I do want to confirm that I am and will continue to seek healthy growth, and am genuinely grateful that I’ve managed to actually understand what that growth means in my case.
Hey, thank you so much for your answer and insights!
See, that’s my point, I’m trying to walk that fine line between being realistically pessimistic and genuine, and pure unsolved trauma. Thing is, I tried to go for positive, for optimistic, but the times being as they are, most optimists are, honestly… a bit deluded and in denial, from what I’ve seen… And don’t get me wrong, I can still enjoy myself, I can still have a nice time, crack jokes, goof around (i.e. I still have that zest for life), but right here and now, with the entire context around us, I’m angry and focused on most days, which seems to clash a lot with the intention of trying to look away from reality.

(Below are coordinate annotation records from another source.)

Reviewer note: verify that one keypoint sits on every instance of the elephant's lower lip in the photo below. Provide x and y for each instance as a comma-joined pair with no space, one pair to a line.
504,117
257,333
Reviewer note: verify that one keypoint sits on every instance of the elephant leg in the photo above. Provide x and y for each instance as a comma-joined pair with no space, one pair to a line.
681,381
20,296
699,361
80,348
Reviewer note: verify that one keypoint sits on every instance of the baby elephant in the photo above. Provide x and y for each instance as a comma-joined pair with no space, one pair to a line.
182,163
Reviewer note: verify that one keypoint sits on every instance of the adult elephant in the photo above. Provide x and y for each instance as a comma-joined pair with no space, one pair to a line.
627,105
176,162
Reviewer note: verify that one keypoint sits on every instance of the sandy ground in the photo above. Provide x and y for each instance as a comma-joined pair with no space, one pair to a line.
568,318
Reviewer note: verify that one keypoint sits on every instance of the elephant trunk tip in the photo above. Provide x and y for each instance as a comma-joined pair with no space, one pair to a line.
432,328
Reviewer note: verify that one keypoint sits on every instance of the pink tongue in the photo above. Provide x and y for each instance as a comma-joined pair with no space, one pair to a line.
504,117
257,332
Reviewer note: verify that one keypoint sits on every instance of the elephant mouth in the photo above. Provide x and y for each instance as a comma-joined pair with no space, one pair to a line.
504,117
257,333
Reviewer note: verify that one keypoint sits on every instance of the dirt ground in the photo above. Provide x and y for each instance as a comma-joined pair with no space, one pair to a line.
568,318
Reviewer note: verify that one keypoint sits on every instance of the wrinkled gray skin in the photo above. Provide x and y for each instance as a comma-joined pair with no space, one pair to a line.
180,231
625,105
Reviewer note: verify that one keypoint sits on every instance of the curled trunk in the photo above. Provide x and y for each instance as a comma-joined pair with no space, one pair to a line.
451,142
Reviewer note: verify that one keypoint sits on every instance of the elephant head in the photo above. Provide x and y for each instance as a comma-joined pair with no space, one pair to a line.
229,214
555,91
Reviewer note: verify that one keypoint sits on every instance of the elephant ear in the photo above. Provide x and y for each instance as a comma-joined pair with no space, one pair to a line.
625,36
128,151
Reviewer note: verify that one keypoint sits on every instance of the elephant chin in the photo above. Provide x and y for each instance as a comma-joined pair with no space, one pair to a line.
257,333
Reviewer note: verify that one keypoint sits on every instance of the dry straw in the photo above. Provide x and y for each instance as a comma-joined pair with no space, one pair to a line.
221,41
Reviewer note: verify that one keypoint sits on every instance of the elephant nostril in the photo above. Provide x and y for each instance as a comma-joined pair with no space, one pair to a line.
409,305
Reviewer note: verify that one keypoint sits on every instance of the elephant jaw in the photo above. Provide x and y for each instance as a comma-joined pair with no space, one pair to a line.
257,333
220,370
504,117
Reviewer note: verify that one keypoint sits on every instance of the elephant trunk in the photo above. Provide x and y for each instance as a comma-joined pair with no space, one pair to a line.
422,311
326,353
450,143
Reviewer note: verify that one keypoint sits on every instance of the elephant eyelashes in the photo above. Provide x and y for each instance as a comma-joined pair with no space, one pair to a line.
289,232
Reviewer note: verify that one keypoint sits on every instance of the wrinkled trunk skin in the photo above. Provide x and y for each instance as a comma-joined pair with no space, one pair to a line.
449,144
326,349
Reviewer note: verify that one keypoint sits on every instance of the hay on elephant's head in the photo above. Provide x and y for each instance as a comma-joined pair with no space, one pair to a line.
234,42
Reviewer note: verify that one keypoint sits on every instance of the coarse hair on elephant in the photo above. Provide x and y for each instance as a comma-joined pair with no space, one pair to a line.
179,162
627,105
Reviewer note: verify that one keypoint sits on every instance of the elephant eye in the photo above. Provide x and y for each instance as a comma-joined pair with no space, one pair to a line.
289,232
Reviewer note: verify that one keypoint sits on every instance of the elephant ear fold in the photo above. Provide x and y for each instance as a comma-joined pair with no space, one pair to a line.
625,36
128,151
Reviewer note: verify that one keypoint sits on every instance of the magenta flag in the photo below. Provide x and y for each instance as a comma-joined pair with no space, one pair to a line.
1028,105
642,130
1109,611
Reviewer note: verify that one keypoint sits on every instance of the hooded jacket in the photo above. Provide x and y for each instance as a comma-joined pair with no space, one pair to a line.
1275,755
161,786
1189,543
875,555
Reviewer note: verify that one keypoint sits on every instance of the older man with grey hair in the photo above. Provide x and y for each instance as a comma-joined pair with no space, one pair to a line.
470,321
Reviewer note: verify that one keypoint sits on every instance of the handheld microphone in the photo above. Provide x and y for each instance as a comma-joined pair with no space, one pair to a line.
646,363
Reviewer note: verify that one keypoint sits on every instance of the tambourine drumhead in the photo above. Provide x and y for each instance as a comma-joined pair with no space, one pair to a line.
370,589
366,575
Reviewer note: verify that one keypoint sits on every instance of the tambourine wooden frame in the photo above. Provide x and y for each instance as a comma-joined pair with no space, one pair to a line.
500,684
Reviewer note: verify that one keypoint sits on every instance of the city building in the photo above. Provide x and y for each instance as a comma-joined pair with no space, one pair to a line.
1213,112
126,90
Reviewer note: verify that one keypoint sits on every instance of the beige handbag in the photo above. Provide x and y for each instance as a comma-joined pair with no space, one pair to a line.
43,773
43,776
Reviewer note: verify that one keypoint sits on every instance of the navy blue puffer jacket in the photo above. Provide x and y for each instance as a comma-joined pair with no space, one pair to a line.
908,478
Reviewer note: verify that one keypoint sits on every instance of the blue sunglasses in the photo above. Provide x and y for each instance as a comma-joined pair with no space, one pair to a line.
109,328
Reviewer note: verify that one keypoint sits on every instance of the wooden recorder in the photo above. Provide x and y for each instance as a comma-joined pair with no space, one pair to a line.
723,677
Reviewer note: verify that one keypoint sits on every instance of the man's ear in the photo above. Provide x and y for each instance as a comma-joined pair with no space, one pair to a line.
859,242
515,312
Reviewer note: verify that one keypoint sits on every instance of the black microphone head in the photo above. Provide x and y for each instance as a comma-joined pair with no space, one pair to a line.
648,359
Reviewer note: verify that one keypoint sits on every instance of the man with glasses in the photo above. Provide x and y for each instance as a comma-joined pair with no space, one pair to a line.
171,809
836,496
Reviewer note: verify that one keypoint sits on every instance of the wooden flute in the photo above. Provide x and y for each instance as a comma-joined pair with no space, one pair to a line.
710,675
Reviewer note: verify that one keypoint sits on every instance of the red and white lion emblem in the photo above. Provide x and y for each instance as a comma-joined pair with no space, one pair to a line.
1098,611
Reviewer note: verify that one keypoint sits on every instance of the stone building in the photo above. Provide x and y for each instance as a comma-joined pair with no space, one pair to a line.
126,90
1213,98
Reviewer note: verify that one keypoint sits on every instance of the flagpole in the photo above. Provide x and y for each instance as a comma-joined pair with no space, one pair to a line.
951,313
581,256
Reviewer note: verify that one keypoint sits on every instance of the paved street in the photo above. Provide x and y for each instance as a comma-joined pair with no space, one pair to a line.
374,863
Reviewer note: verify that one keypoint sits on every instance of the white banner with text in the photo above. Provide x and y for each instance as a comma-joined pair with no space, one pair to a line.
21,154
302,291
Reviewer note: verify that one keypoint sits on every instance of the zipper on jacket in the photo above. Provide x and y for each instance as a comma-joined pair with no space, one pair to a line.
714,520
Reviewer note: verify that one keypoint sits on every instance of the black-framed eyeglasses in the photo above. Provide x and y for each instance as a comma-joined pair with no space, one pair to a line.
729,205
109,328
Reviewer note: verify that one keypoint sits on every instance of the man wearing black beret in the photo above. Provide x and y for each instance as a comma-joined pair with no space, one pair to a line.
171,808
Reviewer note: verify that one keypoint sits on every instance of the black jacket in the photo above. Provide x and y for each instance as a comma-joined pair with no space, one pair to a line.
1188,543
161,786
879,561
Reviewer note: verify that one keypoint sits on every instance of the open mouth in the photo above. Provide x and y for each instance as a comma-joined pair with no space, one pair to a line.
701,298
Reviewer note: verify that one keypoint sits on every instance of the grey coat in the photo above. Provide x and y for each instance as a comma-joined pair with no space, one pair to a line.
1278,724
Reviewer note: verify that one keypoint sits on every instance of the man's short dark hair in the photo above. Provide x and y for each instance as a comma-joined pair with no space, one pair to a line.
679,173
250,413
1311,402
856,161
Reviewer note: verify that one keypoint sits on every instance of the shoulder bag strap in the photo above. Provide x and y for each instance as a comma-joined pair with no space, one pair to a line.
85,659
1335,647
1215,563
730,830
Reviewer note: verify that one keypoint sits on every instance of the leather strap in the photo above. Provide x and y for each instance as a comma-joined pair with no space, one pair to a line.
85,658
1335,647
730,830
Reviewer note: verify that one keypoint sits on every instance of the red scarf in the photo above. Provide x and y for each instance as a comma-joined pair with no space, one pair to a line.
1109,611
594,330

Heck, I even hoped I’d have the home team advantage with this one, as one of our national pastimes is making fun of the horrible, so I thought more people around here would be inclined toward seeing and calling things as they are. But nope…
And I do have many, many other things with which I try to relate in a potential partner, but this particular aspect has demonstrated itself to be necessary for smooth interactions with a potential partner. This is just who I’ve become, I am constantly paying attention to everything around me, so it inadvertently reflects off of me in one way or another. If the times are shit, I won’t pretend they aren’t.